ABSTRACT
Objective: Aliskiren is the first in a new class of orally effective direct renin inhibitors approved for the treatment of hypertension. This multiple-dose study investigated the potential for pharmacokinetic interactions between aliskiren and three drugs, each predominantly eliminated by a different clearance/metabolic pathway: allopurinol (glomerular filtration), celecoxib (cytochrome P450 metabolism) and cimetidine (P-glycoprotein and organic anion/cation transporters).

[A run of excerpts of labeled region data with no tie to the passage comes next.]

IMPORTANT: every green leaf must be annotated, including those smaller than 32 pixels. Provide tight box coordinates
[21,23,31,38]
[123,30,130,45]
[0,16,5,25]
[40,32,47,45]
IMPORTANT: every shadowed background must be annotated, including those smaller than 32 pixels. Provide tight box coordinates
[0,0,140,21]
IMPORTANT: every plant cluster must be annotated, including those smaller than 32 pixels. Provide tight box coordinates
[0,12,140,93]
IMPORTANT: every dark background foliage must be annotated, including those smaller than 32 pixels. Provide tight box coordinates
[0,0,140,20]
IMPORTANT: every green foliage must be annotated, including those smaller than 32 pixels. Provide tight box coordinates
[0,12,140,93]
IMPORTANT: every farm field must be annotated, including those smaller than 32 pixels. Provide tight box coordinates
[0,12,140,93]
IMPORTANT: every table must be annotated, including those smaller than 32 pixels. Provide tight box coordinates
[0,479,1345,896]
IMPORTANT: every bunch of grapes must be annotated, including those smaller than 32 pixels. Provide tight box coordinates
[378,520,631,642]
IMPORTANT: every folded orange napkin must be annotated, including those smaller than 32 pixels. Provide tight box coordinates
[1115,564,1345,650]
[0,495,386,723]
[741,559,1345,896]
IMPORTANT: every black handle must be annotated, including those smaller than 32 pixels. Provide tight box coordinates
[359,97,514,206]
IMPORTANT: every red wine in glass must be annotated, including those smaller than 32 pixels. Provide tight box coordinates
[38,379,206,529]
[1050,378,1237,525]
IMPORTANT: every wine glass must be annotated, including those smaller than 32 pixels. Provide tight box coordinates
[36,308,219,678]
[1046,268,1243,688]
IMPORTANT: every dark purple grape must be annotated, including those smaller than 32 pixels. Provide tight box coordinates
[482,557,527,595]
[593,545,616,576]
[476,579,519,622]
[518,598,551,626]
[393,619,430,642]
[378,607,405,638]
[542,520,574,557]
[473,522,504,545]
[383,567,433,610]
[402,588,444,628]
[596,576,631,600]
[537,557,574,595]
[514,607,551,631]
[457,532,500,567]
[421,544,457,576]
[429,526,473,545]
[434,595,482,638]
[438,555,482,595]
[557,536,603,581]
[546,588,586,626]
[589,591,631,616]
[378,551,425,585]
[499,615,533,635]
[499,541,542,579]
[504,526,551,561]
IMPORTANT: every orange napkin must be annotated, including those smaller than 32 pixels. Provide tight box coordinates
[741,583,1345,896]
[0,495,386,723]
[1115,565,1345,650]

Research design and methods: Three open-label, multiple-dose studies in healthy subjects investigated possible pharmacokinetic interactions between aliskiren 300 mg od and allopurinol 300 mg od (n = 20), celecoxib 200 mg bid (n = 22), or cimetidine 800 mg od (n = 22). Subjects received aliskiren alone or co-administered with allopurinol, celecoxib or cimetidine. Allopurinol and celecoxib were also administered alone and in combination with aliskiren. Plasma drug concentrations were determined by LC/MS/MS.
Results: Co-administration of aliskiren with allopurinol had no effect on allopurinol AUCτ (ratio of geometric means 0.93 [90 % CI, 0.88, 0.98]) or oxypurinol AUCτ (mean ratio 1.12 [90 % CI, 1.08, 1.16]) and Cmax (mean ratio 1.08 [90 % CI, 1.04, 1.13]), with 90 % CI within the bioequivalence range 0.80–1.25, and a minor effect on allopurinol Cmax (mean ratio 0.88 [90 % CI, 0.78, 1.00]). Aliskiren co-administration had no effect on AUCτ or Cmax of celecoxib (mean ratios and 90 % CI within range 0.80–1.25). Neither allopurinol nor celecoxib significantly altered aliskiren AUCτ or Cmax (geometric mean ratios 0.88–1.02 with 90 % CI including 1.00, but with some 90 % CI outside the 0.80–1.25 range due to high variability). Co-administration of aliskiren with cimetidine increased aliskiren AUCτ by 20 % (mean ratio 1.20 [90 % CI, 1.07, 1.34]) and Cmax by 25 % (mean ratio 1.25 [90 % CI, 0.98, 1.59]).
Conclusions: In this multiple-dose study, aliskiren showed no clinically relevant pharmacokinetic interactions when co-administered with allopurinol, celecoxib or cimetidine in healthy subjects.